Podsumowując: Przy jakże długo pisanej recenzji 4 wariantów, Tullamore podejść też było kilka. Gdzie podkreślić chciałem iż wersja Single Malt za pierwszym razem wydała mi się wypłaszczona i ostra, wiec postanowiłem dać jej 2 termin poprawkowy, gdzie wypadała o niebo lepiej. Utrwaliło mnie to w przekonaniu iż w świecie degustacyjnym bywają po prostu dni, gdzie mimo obfitej weny trzeba przesunąć badania na inny dzień. Wracając do ostatniej butelki i stosunku jakości do ceny mogę śmiało powiedzieć, że jest ok. Ale pozycja poprzednia zrobiła na mnie większe wrażenie i to wersji 12 letniej  przyznać chcę pierwsze miejsce.


   


środa, 14 grudnia 2022

Tullamore D.E.W porównanie uzbieranej kolekcji cz.1

 Siedząc na urlopie i szukając tematu do wpisu na blogu, dziś odkryłem, że jestem posiadaczem całkiem fajnej kolekcji butelek Irlandzkiej whiskey (czytaj dalej whisky) Tullamore D.E.W.. Nie powiem, wcześniej miałem lekką blokadę przed opisywaniem Irlandczyków, bo z reguły są to propozycje z bardzo dobrą pijalnością lecz jeśli chodzi o różnorodność smaków wypadają raczej skromnie.
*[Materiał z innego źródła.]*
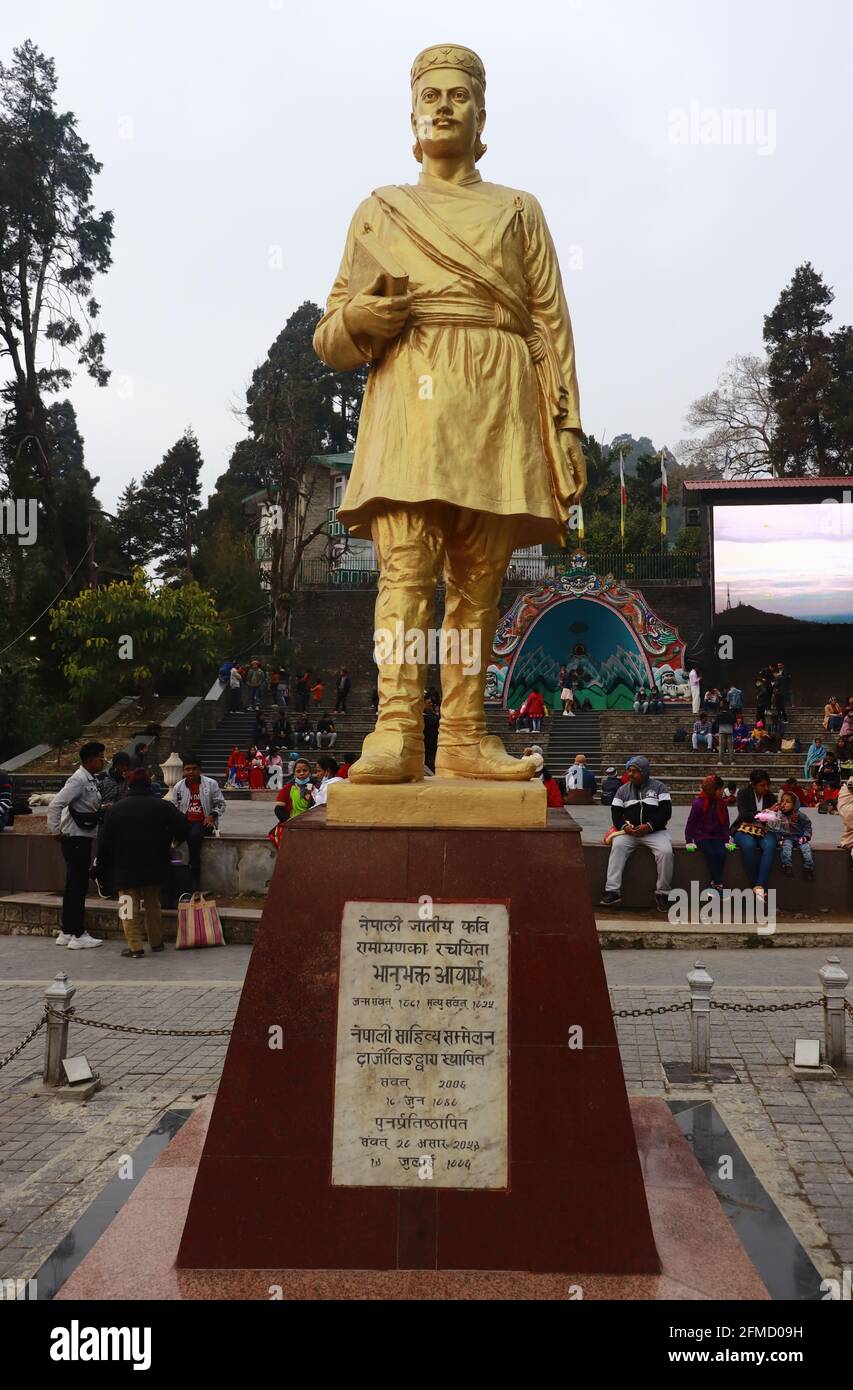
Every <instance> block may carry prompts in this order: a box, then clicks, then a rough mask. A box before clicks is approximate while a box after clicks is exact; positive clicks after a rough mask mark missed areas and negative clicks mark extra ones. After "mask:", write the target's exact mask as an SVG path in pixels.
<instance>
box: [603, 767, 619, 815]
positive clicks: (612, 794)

Dziś sprawdzę czy bazując na podstawowym wypuście Tullamore D.E.W warto pochylić się nad wersjami droższymi (wersja 12 letnia oraz wersja Single malt) bądź raczej udać się w strone liquer'ów na bazie whiskey ze stajni Tullamore.




Pragnę dodać iż porównania cenowe aby zachowały swój wydźwięk i pozostały ponad czasowe należy traktować jako proporcje między kwotami. Wiadomo czasy są różne, ceny za alkohol się zmieniają i zazwyczaj rosną czy to z racji inflacji tudzież popytu na poszczególne wypusty. Chociaż niedawno zauważyłem zbyt dużą wycenę  za "Lagę 16" na moim lokalnym rynku w kwocie 400 zł za 0,7L, na półce stały 2 sztuki i stanąłem przed dylematem czy ten pik do góry wiąże się z większym popytem niż moce produkcyjne destylarni, które opisałem tutaj, być może cena przed świętami i remanentami trochę zostanie poddana korekcie, bo wiadomo kiedy Lagavulin w barku się kończy raczej należy go odkupić prędzej czy później. Finalnie wycena "Lagi" została poprawiona do 260 zł i automatycznie jedna butelka z półki sklepowej zniknęła i pojawiła się u mnie na zapasie ;) 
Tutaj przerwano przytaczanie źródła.